Heimat und Welt
Die Lästerspalte

Ach ja, das Sommerloch

Von Ralf Grabowski

Es gibt ja aussterbende Begriffe. Beispielsweise »Bandsalat«, »Ferngespräch« oder »Sendeschluss«. Sie alle bezeichnen Dinge, die es gar nicht mehr gibt. In Zeiten des Internets mit seiner Dauerberieselung sollte man meinen, dass auch »Sommerloch« oder »Saure-Gurken-Zeit« dazugehören.
Weit gefehlt! Noch immer finden in den warmen Monaten obskure Geschichten ihren Weg in die Schlagzeilen. Seinerzeit, als ich jung war, war es der auf unscharfen, grobkörnigen Fotos abgelichtete Yeti oder das pünktlich im Sommer auftauchende Seeungeheuer von Loch Ness. Heutzutage tauchen pünktlich zur Sommerzeit irgendwelche Hinterbänkler aus dem Bundestag auf. Sie nutzen die Zeit zur Profilierung, während ihre Bosse im Urlaub sind.

Die Fernsehjournalistin Maybrit Illner hat eine »Top Ten der Sommerloch-Vorschläge« mit teilweise bizarren Ideen zusammengestellt. Immer noch witzig finde ich beispielsweise den Vorschlag von Hans Raidel von der CSU, der die allgemeine Wehrpflicht durch einen Losentscheid ersetzen wollte. Auch schön - und vor allem so nachvollziehbar - war die Forderung des FDP-Manns Jan Dittrich. Der schlug vor, die Fernsehgebühren im Sommer zu halbieren. Würde ich glatt unterschreiben, nur wird das »GEZahle« jetzt sowieso neu organisiert.
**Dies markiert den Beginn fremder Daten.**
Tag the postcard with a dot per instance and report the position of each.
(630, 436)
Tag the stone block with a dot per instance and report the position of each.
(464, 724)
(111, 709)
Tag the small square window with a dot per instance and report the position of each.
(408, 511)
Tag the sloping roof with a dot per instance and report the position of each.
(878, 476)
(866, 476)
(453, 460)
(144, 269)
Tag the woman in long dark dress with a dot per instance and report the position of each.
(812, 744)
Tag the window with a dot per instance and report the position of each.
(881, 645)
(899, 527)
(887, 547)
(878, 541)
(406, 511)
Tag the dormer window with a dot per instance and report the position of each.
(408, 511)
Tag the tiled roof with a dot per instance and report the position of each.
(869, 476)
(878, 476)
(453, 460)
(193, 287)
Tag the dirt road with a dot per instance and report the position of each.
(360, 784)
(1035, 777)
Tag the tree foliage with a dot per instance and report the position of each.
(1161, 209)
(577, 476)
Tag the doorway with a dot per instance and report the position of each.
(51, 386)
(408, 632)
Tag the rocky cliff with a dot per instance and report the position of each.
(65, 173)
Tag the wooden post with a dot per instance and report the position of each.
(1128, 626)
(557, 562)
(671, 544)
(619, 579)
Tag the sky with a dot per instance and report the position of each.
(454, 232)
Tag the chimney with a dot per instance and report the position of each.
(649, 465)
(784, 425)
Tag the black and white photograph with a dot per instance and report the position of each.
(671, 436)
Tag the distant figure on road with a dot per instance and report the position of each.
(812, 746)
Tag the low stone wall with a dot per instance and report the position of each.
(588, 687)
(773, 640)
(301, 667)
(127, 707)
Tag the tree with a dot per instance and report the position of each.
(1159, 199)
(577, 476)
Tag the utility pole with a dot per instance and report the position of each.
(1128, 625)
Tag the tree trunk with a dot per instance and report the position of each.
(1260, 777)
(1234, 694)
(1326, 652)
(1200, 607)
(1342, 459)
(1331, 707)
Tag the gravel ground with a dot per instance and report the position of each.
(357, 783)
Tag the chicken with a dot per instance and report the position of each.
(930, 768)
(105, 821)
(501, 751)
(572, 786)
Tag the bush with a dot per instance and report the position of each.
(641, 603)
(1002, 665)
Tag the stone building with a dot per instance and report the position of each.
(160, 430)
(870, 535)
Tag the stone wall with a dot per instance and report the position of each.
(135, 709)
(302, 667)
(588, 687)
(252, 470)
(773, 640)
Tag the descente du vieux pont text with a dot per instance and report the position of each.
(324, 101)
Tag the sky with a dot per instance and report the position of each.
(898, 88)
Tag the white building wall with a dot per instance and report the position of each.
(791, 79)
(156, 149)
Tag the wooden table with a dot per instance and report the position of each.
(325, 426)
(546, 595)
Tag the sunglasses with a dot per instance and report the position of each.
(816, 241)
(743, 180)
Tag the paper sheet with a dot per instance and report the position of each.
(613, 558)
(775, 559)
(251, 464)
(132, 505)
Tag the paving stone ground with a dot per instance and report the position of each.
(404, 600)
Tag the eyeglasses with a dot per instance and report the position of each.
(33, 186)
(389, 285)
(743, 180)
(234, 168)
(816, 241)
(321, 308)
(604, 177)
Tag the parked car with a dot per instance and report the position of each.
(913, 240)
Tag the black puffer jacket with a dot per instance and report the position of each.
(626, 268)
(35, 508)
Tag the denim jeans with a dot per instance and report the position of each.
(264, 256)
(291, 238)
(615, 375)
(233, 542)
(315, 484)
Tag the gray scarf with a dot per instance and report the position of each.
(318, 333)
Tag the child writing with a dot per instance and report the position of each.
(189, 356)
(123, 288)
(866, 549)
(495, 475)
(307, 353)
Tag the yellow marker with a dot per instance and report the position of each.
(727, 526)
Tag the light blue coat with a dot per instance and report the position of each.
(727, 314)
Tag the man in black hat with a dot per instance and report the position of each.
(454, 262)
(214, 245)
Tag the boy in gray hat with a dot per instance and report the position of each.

Mit einer aparten Forderung machte der Grüne Halo Saibold von sich reden: Künftig sollen die Bundesbürger nur noch alle fünf Jahre eine Flugreise unternehmen dürfen. Was aber, frage ich mich, machen sie in den anderen vier Jahren? Womöglich mit ihren alten Stinke-Dieseln nach Südspanien tuckern? Ob das umweltfreundlicher wäre, bezweifle ich.
Doch ich bin gespannt, was in den nächsten Jahren noch so alles an Sommerloch-Themen kommen wird. Getreu Maybrit Illners Definition (»ein guter Sommerloch-Vorschlag ist schlicht, absurd und undurchführbar«) wünsche ich mir:
- die Initiative, dass die Eisenbahn keine Verspätung mehr haben darf,
- den Gesetzesvorschlag, dass Teilnehmer eines Staus auf der Autobahn Benzingutscheine vom Verkehrsministerium erhalten (aber nur nach Vorlage eines ärztlichen Attests),
- die Forderungen der Gewerkschaft, Arbeitnehmer bei sämtlichen nationalen Events wie WM, EM oder DSDS-Finale freizustellen - selbstverständlich bei vollem Lohnausgleich sowie
- den Vorschlag, künftig den Bundespräsidenten in einer Castingshow auszuwählen und schließlich
- das Verbot, Glossen in Zeitungen mit Sommerloch-Themen zu füllen.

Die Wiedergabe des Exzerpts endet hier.